Motivation to build a dream treehouse was fired by Hewitt's addiction to "Treehouse Masters," a 4-year-old TV series on Animal Planet that features quirky treehouse builder Pete Nelson.
Nelson, who hails from the Pacific Northwest, has built luxury treehouses for adults all over the United States, some costing as much as $80,000.
"I've seen every episode," Hewitt said.
Nelson's creative genius has inspired landowners across the country and in England to build their own ultimate treehouses, including one being used as a recording studio and others as vacation homes or primary residences.
Unlike a typical treehouse accessed by ladders or by climbing up a rope, Hewitt's version has a full staircase leading to an expansive deck.
The first floor contains an entry or "mud room," with a steep set of stairs leading to a 16-by-20 foot family room.
To get to the loft on the third level, a visitor walks up a set of stairs crafted by Hewitt from New Hampshire birch trees.
Just so visitors don't forget they're in a treehouse, tree trunks and branches that extend inside the building are left fully exposed.
Since the treehouse does not meet the minimum footprint requirement for a building, Hewitt said he did not need to take out a building permit.

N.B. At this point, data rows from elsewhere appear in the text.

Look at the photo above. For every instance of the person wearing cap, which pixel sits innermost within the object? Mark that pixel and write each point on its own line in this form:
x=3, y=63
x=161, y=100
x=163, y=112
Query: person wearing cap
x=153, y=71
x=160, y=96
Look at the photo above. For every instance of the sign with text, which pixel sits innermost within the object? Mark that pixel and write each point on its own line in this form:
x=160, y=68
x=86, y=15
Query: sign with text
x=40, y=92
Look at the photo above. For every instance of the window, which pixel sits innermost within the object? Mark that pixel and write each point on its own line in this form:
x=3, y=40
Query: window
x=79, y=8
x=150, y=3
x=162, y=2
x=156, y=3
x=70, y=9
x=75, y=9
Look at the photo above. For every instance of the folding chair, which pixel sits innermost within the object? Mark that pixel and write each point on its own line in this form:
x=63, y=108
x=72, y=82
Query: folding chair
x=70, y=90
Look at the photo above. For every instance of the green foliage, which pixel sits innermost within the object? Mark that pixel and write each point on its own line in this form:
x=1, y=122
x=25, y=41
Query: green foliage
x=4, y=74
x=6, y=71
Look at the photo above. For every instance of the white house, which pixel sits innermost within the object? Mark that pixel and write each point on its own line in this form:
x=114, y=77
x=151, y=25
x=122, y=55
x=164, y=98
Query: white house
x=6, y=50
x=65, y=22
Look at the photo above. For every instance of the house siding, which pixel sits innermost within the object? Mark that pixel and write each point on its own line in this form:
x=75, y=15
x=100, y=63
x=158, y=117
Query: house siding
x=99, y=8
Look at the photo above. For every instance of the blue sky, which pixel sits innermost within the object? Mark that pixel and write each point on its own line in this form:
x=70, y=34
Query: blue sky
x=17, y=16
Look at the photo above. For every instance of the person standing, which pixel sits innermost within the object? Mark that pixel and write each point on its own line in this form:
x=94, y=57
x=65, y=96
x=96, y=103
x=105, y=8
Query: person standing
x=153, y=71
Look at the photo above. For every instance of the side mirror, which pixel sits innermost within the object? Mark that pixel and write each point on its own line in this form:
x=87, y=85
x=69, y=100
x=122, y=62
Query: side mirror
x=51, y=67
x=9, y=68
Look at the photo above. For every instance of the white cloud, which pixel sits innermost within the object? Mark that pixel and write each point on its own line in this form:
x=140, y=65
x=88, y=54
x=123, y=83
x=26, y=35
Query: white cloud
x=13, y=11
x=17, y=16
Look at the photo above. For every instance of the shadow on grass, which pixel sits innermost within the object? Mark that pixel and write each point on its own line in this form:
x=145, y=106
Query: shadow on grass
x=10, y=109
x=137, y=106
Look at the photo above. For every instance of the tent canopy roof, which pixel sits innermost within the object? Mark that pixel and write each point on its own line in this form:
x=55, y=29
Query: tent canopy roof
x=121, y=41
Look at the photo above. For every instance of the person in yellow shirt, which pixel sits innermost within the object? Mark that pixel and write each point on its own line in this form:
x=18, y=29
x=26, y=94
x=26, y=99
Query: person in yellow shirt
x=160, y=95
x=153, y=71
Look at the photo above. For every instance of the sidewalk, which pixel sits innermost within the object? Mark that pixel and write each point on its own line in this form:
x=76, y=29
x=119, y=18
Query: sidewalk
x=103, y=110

But, the house and all of its features are built to be code-compliant.
While there's electricity in the building, it has no plumbing and it can't be used for regular habitation, Hewitt said.
Hewitt, a facilities manager at Memorial Hospital in Pawtucket and an assistant building inspector in Seekonk, said the initial idea to build a treehouse came from his son, who suggested that he might be interested doing a project for his then-unborn grandchildren.
"At the time, I said I'd build the best treehouse any kid ever had," Hewitt said.
His 6-year-old grandson and 4-year-old granddaughter are frequent visitors, and love their fantasy treehouse, Hewitt said. The treehouse is also a favorite venue for the Hewitts to enjoy summertime meals or to host activities when guests and family arrive.
Hewitt's treehouse employs many of the same features found in a new home in any typical subdivision, such as a stylishly shingled exterior, a bay window and a ventilation system.
Much of the project was fashioned from leftovers salvaged from remodeling and construction jobs, as well as materials purchased from Home Depot. Some of the components, including windows, were picked up at yard sales for as little as a dollar each.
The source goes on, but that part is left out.